Sun Sentinel Broward Edition

Recycling rate slumps to 48 percent in Broward

- By Larry Barszewski Staff writer

All of the recycling done by Broward residents hasn’t stopped ever greater amounts of trash from being piled up and buried in the county’s landfill.

Even some of the material people are putting out at the curb to be recycled ends up in the landfill, such as glass bottles that no one wants to buy and paper products ruined for reuse because they are contaminat­ed by food, grease or broken glass.

When it comes to the state’s goal of recycling 75 percent of all trash and garbage by 2020, Broward County has been going in the wrong direction. The county’s 60 percent rate in 2012 dropped to 48 percent by 2016. Figures for 2017 aren’t available yet.

The only reason the county’s numbers aren’t even lower is because the state allows trash that is burned in incinerato­rs to produce energy to be considered recycled.

The county and its cities, hoping to turn the recycling numbers around, have been trying to come together on a solution. A yearlong study that will deliver recommenda­tions is expected to be completed in June.

One idea is to build a recycling facility on a Pompano Beach site that the cities and county own together. The 25-acre property is between Copans and Sample roads on the east side of Florida’s Turnpike, near the county landfill that is popularly called Mount Trashmore.

Broward Mayor Beam Furr supports having a county-run recycling center. He thinks the only way for the county to reach the 75 percent goal is for the county to find a way to use the recyclable materials being collected in the county — rather than be at the mercy of markets with fluctuatin­g demands.

“The important thing is, as a county, we need to close the loop. How do you use what has been recycled?” Furr said.

Some possibilit­ies include using crushed glass in roadway projects or recycled plastic to create park benches.

“Glass is not being recycled. That’s like 25 percent of the waste stream,” Furr said. “It’s being landfilled.”

How does Broward County stack up against its neighbors? It’s ahead of Miami-Dade County, which recycled only 43 percent of its waste in 2016, but far behind Palm Beach County, which was at 72 percent.

Palm Beach County’s percentage shot up significan­tly the past few years after it opened a second waste-to-energy incinerato­r that produces electricit­y. Broward’s percentage went down after one of two Wheelabrat­or incinerati­on plants in the county was shut down and dismantled. Some of Broward’s trash is now being taken to the Palm Beach incinerato­r.

When counting only traditiona­l recycling and not the incinerate­d waste, Palm Beach County is still ahead of Broward.

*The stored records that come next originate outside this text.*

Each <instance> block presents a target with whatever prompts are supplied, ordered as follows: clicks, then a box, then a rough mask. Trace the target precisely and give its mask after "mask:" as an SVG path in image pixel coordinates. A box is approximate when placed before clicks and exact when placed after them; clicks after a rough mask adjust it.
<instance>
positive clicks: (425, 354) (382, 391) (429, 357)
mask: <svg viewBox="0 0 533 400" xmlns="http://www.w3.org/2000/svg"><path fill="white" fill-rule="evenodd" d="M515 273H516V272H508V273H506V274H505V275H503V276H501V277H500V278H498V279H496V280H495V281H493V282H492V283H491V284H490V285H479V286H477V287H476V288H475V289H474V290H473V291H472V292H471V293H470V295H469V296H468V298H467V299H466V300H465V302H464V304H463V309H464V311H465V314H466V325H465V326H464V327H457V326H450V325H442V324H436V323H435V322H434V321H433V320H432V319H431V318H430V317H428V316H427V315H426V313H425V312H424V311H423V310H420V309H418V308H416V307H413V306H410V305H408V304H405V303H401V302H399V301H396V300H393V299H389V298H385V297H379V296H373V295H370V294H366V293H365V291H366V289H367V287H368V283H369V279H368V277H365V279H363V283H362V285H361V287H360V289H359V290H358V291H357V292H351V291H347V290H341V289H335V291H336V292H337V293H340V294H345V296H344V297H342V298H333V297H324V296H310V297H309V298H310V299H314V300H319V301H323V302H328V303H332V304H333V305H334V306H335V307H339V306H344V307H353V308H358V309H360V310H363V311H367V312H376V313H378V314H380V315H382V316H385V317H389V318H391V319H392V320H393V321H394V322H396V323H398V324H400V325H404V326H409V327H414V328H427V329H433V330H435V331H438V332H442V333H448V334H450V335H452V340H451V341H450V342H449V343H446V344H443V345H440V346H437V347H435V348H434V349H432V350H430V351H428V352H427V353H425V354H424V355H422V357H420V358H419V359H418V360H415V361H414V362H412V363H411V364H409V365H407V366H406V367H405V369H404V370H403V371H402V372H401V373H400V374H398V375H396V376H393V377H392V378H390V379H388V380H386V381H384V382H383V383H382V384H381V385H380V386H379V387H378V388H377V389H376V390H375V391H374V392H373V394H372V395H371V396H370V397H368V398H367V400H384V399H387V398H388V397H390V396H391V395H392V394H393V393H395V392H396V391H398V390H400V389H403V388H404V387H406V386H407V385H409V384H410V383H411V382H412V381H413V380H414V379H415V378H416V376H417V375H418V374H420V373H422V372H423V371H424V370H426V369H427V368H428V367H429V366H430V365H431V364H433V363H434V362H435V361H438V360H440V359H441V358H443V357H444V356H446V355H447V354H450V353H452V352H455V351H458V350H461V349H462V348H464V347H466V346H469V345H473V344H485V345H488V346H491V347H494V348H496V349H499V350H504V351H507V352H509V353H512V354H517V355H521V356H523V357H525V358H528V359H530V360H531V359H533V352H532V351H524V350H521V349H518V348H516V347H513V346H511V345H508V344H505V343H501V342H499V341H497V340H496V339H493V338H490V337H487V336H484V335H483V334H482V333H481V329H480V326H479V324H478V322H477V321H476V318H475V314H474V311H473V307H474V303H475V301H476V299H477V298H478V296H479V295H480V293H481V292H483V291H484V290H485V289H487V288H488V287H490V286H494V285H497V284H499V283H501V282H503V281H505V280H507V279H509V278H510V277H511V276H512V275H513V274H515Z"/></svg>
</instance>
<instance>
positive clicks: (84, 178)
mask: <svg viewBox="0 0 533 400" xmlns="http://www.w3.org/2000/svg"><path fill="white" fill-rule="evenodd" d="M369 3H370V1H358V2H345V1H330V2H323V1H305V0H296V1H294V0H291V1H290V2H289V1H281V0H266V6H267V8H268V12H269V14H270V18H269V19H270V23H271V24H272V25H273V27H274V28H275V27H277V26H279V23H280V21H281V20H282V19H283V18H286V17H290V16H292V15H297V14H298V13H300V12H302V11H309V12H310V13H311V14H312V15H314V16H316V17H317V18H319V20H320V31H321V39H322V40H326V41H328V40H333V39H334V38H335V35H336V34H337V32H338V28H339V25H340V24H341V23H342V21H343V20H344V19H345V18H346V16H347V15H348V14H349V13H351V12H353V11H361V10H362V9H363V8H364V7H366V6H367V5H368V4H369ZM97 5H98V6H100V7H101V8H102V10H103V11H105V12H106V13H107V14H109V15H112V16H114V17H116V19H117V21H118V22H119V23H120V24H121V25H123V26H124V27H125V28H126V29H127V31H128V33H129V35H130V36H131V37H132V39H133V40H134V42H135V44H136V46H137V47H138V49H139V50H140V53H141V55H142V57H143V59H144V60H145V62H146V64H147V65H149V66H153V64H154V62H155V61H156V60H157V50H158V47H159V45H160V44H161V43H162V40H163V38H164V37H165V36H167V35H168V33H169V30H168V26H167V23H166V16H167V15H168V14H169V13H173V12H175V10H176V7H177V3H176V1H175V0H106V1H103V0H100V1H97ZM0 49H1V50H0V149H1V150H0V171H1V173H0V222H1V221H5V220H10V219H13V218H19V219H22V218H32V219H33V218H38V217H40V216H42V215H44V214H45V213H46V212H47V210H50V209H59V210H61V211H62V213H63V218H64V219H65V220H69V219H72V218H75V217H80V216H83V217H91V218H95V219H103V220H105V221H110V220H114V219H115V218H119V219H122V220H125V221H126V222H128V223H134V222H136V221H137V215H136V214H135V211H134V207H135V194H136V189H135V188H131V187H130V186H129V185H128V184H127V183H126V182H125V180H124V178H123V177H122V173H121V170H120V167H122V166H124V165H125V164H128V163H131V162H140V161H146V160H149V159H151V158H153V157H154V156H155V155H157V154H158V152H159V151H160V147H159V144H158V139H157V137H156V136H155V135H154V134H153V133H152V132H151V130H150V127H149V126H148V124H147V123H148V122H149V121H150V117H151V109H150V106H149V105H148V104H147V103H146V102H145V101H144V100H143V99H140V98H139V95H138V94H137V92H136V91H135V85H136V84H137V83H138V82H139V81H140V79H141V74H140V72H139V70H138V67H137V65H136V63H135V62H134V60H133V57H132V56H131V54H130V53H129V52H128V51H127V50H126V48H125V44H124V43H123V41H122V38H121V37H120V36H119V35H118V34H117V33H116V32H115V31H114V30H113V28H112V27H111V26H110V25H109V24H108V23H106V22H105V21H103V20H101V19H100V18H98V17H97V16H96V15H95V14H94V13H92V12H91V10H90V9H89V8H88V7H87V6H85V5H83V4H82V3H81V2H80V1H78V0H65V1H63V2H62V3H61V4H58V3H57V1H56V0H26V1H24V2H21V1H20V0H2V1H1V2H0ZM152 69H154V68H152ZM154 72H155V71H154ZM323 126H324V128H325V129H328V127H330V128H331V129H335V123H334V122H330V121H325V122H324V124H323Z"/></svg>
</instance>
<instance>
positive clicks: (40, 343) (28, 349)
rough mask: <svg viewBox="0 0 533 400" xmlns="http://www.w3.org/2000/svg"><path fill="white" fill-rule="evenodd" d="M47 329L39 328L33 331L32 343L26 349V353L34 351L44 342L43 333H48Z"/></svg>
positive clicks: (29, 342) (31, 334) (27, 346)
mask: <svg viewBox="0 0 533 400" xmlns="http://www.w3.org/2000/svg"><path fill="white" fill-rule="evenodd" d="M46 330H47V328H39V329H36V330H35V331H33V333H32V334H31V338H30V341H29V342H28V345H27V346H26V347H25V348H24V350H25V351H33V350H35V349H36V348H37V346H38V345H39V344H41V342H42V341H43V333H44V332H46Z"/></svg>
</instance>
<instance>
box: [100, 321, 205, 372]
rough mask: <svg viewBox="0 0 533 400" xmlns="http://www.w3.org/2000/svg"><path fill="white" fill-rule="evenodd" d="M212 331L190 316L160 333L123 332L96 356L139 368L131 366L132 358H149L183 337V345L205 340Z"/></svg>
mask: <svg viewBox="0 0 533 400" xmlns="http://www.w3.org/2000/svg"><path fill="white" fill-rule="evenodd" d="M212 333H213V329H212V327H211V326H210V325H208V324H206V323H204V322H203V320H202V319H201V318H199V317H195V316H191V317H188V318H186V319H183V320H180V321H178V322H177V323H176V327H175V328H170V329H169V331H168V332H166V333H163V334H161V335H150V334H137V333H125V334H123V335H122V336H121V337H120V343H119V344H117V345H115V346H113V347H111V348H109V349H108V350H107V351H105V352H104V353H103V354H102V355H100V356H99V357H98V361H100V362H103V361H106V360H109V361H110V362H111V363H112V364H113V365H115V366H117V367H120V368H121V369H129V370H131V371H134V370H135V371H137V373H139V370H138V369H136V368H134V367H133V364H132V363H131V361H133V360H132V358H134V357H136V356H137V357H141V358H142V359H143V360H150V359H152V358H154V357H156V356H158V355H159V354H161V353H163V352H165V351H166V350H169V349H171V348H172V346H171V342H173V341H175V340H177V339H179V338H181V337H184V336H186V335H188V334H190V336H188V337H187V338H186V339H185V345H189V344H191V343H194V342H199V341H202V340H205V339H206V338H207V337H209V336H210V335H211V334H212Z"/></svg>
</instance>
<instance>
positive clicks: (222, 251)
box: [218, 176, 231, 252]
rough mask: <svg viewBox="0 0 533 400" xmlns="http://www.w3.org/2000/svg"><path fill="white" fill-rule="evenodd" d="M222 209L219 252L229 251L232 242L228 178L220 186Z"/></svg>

Palm Beach County had a 45 percent traditiona­l recycling rate in 2016, while Broward was at 34 percent. Miami-Dade was at 33 percent.

Broward County and Miami-Dade are not alone in struggling to increase recycling.

A report released in December by the Florida Department of Environmen­tal Protection said the state was not going to reach its 2020 goal without significan­t changes. The statewide recycling figure was 56 percent in 2016, including incinerate­d waste.

The report cited problems such as not having strong market demand for many of the recyclable materials. Also, product manufactur­ers are using less and lighter packaging than before, greatly reducing material that used to be recycled.

Even how the material is being collected can have an effect. While the report says single-stream recycling, which Broward County uses, has made it easier for homeowners to recycle, it has other drawbacks. Single-stream recycling allows residents to put all of their recyclable­s in one cart that’s placed at the curb for pickup.

It has resulted in "the collection of unwanted materials and poorly sorted recyclable­s,” creating contaminat­ion that often ends up requiring 30 percent or more of the collected material to be put in a landfill instead of recycled, the report said.

Palm Beach County, with the higher recycling percentage, still has residents sort their recyclable­s, with paper products placed in yellow bins and glass, plastic and metals in blue bins.

The state report also said increasing the recycling of constructi­on and demolition debris is also critical to reaching the goal, because it is a large portion of the overall waste stream.

In Broward County, much of that debris is not being recycled but is being put in a county-owned landfill in southwest Broward. The county could recycle more of that debris, but it would require buying the necessary equipment and hiring a staff, Furr said.

Furr is concerned the public will be turned off to recycling if the county doesn’t find a way to use what is already being collected.

“It’s going to require a very robust educationa­l program on what can be recycled and what can’t,” Furr said.

Commission­er Tim Ryan said one key might be to give incentives to the public to recycle. In the past, local government­s received bonuses based on the amount of recyclable­s collected, but Ryan is more interested in something that goes directly to residents.

“If there’s some way there could be a financial benefit of recycling, we could drive up those numbers considerab­ly,” Ryan said.

In Hollywood, residents can sign up for a program where they receive points based on how much they recycle, which can then be used to get discount coupons for a variety of services.

But Commission­er Chip LaMarca said the incentive will never be high enough.

“It costs money to recycle, to physically do it,” LaMarca said. “I think you tell people it’s what’s right [to do].”